JEAN-LOUIS GASSET
Prenant la suite de Michel Mezy à la tête du club héraultais pour la saison 1998/1999, Jean-Louis Gasset est celui qui milite le plus pour la venue de Patrice Loko à Montpellier l'année suivante. Payant le début d'automne catastrophique de son équipe, il est limogé de son club de toujours en novembre 1999. Il poursuit ensuite sa carrière d’entraîneur, soit comme adjoint (d’abord de Luis Fernandez entre 2001 et 2004 puis surtout de Laurent Blanc entre 2007 et 2016), soit comme coach principal (Caen, Istres, Saint-Étienne et aujourd’hui les Girondins de Bordeaux). Ce personnage attachant et pince sans rire est reconnu comme un habile meneur d’hommes et comme un tacticien de premier plan.

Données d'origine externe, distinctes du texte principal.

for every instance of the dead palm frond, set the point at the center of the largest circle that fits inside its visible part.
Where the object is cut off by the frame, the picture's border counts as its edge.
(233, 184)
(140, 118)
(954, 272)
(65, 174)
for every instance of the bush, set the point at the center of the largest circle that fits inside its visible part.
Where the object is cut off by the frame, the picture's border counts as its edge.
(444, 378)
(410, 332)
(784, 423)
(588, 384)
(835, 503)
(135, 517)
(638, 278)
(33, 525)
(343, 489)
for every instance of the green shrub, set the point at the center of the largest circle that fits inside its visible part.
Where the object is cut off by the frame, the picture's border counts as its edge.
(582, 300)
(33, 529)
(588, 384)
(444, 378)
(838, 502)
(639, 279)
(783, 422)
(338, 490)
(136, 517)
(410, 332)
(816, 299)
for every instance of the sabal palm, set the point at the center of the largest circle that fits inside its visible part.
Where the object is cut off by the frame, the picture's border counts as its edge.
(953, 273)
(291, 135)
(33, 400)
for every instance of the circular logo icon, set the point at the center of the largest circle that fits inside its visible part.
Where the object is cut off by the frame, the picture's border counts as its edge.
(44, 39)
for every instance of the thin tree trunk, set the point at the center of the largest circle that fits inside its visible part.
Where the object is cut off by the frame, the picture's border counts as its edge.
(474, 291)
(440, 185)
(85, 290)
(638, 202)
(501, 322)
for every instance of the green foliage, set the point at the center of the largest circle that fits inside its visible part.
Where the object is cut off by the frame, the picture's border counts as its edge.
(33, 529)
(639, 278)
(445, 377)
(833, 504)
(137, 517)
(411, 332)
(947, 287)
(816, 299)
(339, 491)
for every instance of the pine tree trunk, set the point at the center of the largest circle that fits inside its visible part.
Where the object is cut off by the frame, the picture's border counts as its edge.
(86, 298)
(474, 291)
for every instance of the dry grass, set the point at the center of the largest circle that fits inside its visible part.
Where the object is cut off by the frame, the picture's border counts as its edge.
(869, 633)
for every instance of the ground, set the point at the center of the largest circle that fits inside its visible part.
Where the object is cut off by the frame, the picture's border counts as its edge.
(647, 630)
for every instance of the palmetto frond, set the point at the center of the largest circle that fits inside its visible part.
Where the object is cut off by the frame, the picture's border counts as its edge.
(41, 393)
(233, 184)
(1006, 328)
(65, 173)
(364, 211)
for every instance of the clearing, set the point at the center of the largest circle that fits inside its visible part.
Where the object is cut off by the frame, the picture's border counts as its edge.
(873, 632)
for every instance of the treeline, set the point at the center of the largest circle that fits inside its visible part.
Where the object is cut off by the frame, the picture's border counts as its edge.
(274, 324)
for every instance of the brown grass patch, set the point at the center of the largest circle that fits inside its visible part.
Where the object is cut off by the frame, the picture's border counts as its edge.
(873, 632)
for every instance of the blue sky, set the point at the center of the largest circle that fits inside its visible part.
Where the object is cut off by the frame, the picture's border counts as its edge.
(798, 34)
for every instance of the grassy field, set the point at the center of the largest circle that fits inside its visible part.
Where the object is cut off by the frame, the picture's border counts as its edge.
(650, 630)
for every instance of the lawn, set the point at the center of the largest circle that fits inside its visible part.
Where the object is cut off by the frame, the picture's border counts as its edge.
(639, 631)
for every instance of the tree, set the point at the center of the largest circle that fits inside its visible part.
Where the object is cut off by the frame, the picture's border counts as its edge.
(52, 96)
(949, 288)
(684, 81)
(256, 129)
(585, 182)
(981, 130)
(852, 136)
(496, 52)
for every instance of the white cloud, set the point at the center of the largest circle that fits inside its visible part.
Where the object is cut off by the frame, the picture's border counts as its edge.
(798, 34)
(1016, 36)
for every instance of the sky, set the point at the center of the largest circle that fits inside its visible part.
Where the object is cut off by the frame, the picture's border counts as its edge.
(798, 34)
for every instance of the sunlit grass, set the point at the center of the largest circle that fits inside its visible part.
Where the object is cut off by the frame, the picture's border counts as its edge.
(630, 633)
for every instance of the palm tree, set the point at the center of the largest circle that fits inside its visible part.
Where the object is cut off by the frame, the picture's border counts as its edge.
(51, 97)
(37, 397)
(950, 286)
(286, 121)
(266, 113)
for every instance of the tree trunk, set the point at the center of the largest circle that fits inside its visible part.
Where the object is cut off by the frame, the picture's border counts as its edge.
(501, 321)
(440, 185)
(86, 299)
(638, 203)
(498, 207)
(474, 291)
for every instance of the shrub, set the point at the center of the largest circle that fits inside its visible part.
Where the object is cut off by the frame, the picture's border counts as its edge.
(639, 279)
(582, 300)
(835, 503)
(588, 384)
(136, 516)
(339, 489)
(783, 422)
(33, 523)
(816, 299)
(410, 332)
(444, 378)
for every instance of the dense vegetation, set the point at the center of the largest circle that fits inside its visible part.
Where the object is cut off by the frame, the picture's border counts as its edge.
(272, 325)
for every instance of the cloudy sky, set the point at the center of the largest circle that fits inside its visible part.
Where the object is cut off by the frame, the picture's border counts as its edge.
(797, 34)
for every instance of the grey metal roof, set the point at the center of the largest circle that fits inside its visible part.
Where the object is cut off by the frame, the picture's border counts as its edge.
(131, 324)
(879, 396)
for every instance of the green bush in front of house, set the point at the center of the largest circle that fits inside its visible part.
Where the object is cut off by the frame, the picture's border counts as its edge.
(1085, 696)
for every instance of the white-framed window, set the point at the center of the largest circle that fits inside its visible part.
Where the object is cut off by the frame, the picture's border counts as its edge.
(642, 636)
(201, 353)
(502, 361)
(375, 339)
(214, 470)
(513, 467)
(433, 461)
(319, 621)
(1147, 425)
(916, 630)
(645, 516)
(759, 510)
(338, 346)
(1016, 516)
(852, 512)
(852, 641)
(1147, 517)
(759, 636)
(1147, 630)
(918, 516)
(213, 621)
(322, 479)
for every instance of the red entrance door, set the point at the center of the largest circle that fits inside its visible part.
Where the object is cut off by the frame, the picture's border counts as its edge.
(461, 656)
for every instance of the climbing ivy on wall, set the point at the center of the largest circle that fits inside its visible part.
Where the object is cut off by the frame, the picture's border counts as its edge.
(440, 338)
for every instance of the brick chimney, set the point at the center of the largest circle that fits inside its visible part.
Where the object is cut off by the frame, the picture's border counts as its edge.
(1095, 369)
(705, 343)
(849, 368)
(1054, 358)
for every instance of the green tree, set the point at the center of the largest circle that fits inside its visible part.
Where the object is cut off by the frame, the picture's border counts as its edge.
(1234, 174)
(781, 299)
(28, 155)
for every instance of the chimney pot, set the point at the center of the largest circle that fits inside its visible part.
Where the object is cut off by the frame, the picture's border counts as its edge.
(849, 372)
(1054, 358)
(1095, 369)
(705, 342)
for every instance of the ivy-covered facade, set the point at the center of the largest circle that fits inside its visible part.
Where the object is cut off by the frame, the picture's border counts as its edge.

ANCIEN ENTRAÎNEUR DU MONTPELLIER-HÉRAULT S.C.Entretien réalisé en septembre 1999 à la Grande-Motte
Quand avez-vous remarqué Patrice Loko pour la première fois ? Est-ce un joueur qui vous a toujours intéressé, ou est-ce que cela a été plus tardif (à savoir au moment de son transfert) ?
Bien sûr, je l’ai remarqué l’année du titre du F.C. Nantes, et en équipe de France. Dans le collectif nantais, j’appréciais sa capacité à créer des espaces, l’intelligence de son jeu, et bien entendu son efficacité.
Quelles ont été les conditions de son transfert ?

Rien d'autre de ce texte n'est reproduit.